Director Compensation (for context)

  • Non-employee directors receive $60,000 cash + $60,000 in restricted stock annually; committee chair stipends (Audit $25,000; Compensation $13,500; NCG $12,000); Lead Independent Director $15,000. (CEO receives no director fees.)

Equity Vesting & Potential Insider Selling Pressure

  • Time-based DSUs vest one-third annually over three years; performance shares cliff-vest after three years subject to Core ROA (relative) and TSR modifier. Significant unvested/unearned balances (69,246 DSUs; 83,186 PSUs as of 12/31/2024) imply periodic tax-driven sales could occur at vest events; hedging is prohibited and pledging not permitted (grandfathered only).

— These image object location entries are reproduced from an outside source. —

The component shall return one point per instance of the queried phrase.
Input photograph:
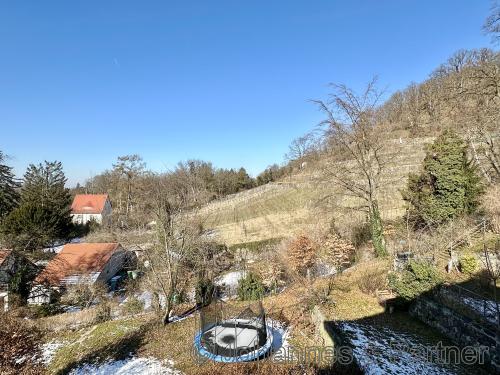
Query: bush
(250, 287)
(468, 264)
(204, 291)
(103, 313)
(133, 306)
(419, 277)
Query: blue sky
(225, 81)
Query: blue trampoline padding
(242, 358)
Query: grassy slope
(296, 203)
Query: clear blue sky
(225, 81)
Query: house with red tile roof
(87, 207)
(76, 263)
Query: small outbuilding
(87, 207)
(80, 263)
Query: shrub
(204, 290)
(102, 313)
(44, 310)
(337, 251)
(448, 184)
(250, 287)
(468, 264)
(301, 254)
(133, 306)
(491, 205)
(419, 277)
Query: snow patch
(49, 349)
(130, 366)
(383, 351)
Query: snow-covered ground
(281, 333)
(130, 366)
(382, 351)
(49, 349)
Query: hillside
(292, 205)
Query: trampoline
(242, 337)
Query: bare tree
(130, 167)
(492, 23)
(302, 147)
(356, 157)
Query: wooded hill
(462, 94)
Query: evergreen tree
(448, 184)
(9, 197)
(44, 213)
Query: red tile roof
(88, 203)
(77, 259)
(4, 253)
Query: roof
(77, 259)
(4, 253)
(88, 203)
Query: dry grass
(298, 203)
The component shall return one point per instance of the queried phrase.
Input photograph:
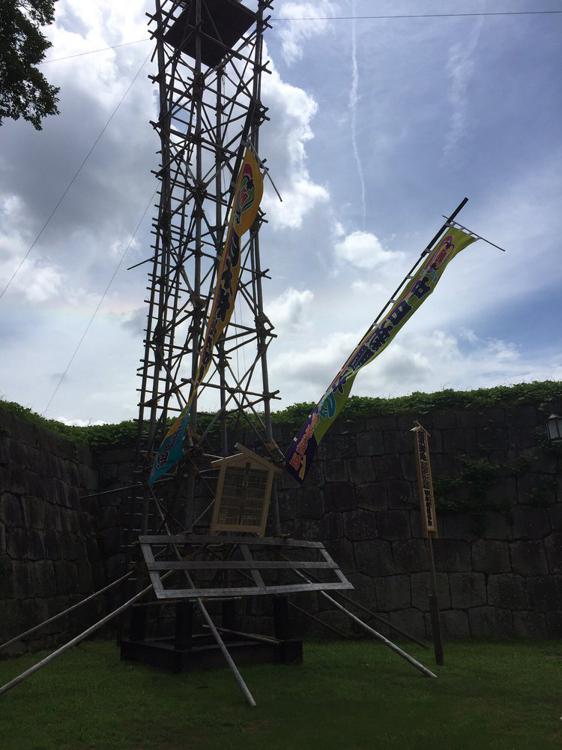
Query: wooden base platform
(205, 654)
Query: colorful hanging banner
(302, 450)
(247, 197)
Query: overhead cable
(73, 179)
(341, 18)
(100, 302)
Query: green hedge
(124, 433)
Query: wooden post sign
(425, 481)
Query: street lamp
(554, 428)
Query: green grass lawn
(346, 696)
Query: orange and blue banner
(247, 197)
(303, 449)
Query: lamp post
(554, 428)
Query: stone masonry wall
(49, 552)
(499, 555)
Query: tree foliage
(24, 90)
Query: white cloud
(292, 109)
(363, 250)
(289, 309)
(295, 34)
(460, 70)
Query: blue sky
(378, 127)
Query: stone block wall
(499, 490)
(49, 552)
(499, 555)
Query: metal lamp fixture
(554, 428)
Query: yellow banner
(247, 197)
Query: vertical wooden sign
(425, 481)
(429, 525)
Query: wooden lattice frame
(197, 555)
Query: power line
(103, 296)
(425, 15)
(93, 51)
(72, 180)
(339, 18)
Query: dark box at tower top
(225, 21)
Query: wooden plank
(252, 591)
(256, 575)
(208, 539)
(237, 565)
(154, 577)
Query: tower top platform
(224, 22)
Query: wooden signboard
(425, 481)
(243, 492)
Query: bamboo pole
(74, 641)
(65, 611)
(392, 646)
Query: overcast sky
(377, 128)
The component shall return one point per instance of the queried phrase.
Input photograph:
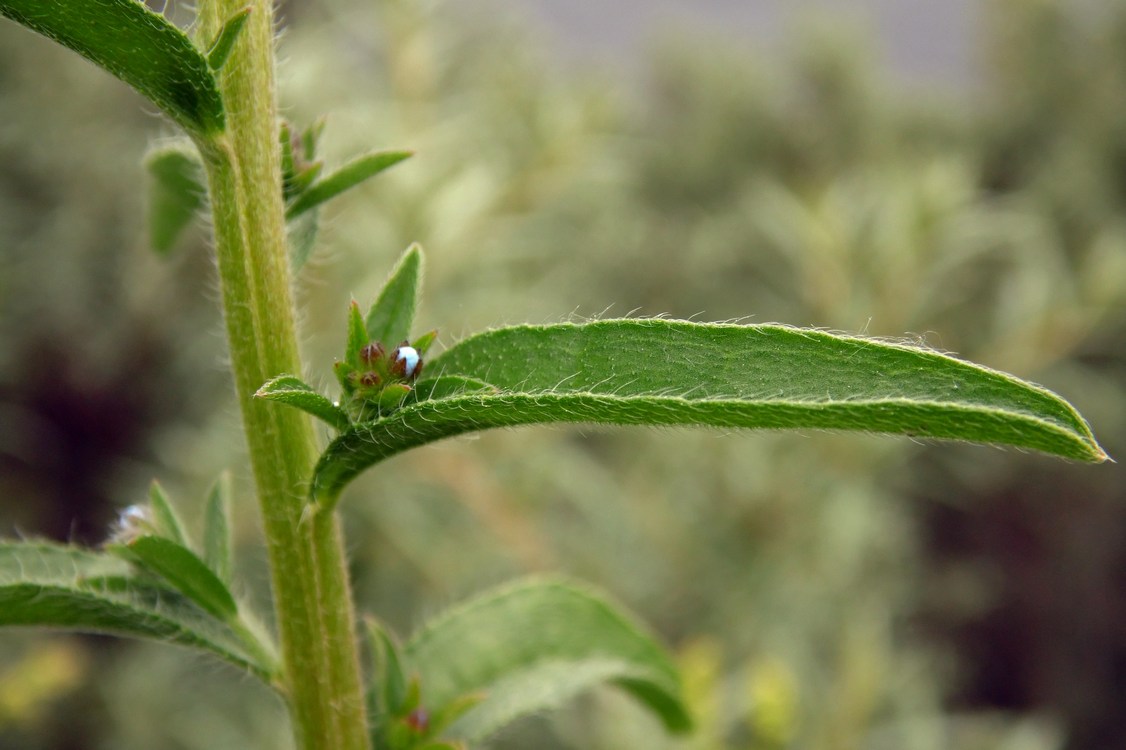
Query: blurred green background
(821, 591)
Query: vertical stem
(311, 591)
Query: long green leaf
(184, 571)
(660, 372)
(53, 586)
(136, 45)
(392, 314)
(534, 645)
(345, 178)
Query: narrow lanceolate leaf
(164, 519)
(345, 178)
(659, 372)
(224, 42)
(217, 544)
(176, 196)
(136, 45)
(301, 235)
(534, 645)
(387, 687)
(292, 391)
(53, 586)
(184, 571)
(392, 314)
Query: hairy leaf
(217, 546)
(292, 391)
(660, 372)
(166, 521)
(184, 571)
(223, 45)
(345, 178)
(392, 314)
(176, 195)
(53, 586)
(534, 645)
(136, 45)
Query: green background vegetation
(820, 590)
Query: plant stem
(311, 590)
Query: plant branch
(311, 590)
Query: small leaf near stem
(224, 43)
(347, 177)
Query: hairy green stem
(312, 597)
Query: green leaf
(392, 314)
(357, 336)
(164, 520)
(136, 45)
(534, 645)
(446, 386)
(177, 193)
(217, 545)
(301, 234)
(53, 586)
(387, 685)
(345, 178)
(660, 372)
(224, 42)
(292, 391)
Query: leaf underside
(534, 645)
(660, 372)
(137, 46)
(53, 586)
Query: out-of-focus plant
(490, 381)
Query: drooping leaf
(345, 178)
(136, 45)
(176, 194)
(53, 586)
(164, 519)
(292, 391)
(357, 336)
(217, 545)
(534, 645)
(445, 386)
(184, 571)
(224, 42)
(301, 234)
(392, 314)
(661, 372)
(386, 690)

Say‑on‑Pay & Shareholder Feedback

  • 2024 Say-on-Pay approval 95.2%; 2023 approval 65.6% with targeted investor outreach driving subsequent design changes (higher PSU mix, TSR modifier, chair participation in engagements).

Investment Implications

  • Alignment: High insider ownership (2.07%), 6x salary ownership guideline, and 55% PSU mix with relative TSR modifier support pay-for-performance; no hedging/pledging and robust clawback are positive governance signals.
  • Retention/CIC: Double-trigger 3x CIC multiple with equity/SERP acceleration could be value-relevant in M&A; 280G cutback reduces shareholder-unfriendly optics.
  • Execution risk: Credit watchpoints include increased special mention and substandard balances and continued CRE concentration; however, capital and liquidity metrics improved in 2024.
  • Trading flows: Upcoming multi-year equity vesting cadence (DSUs annually; PSUs in 2026) may create episodic supply but is bounded by anti-hedging/pledging policies.
  • Governance balance: Combined Chair/CEO role mitigated by an active Lead Independent Director and fully independent key committees; Say-on-Pay recovery to 95.2% suggests investor confidence in revised pay design.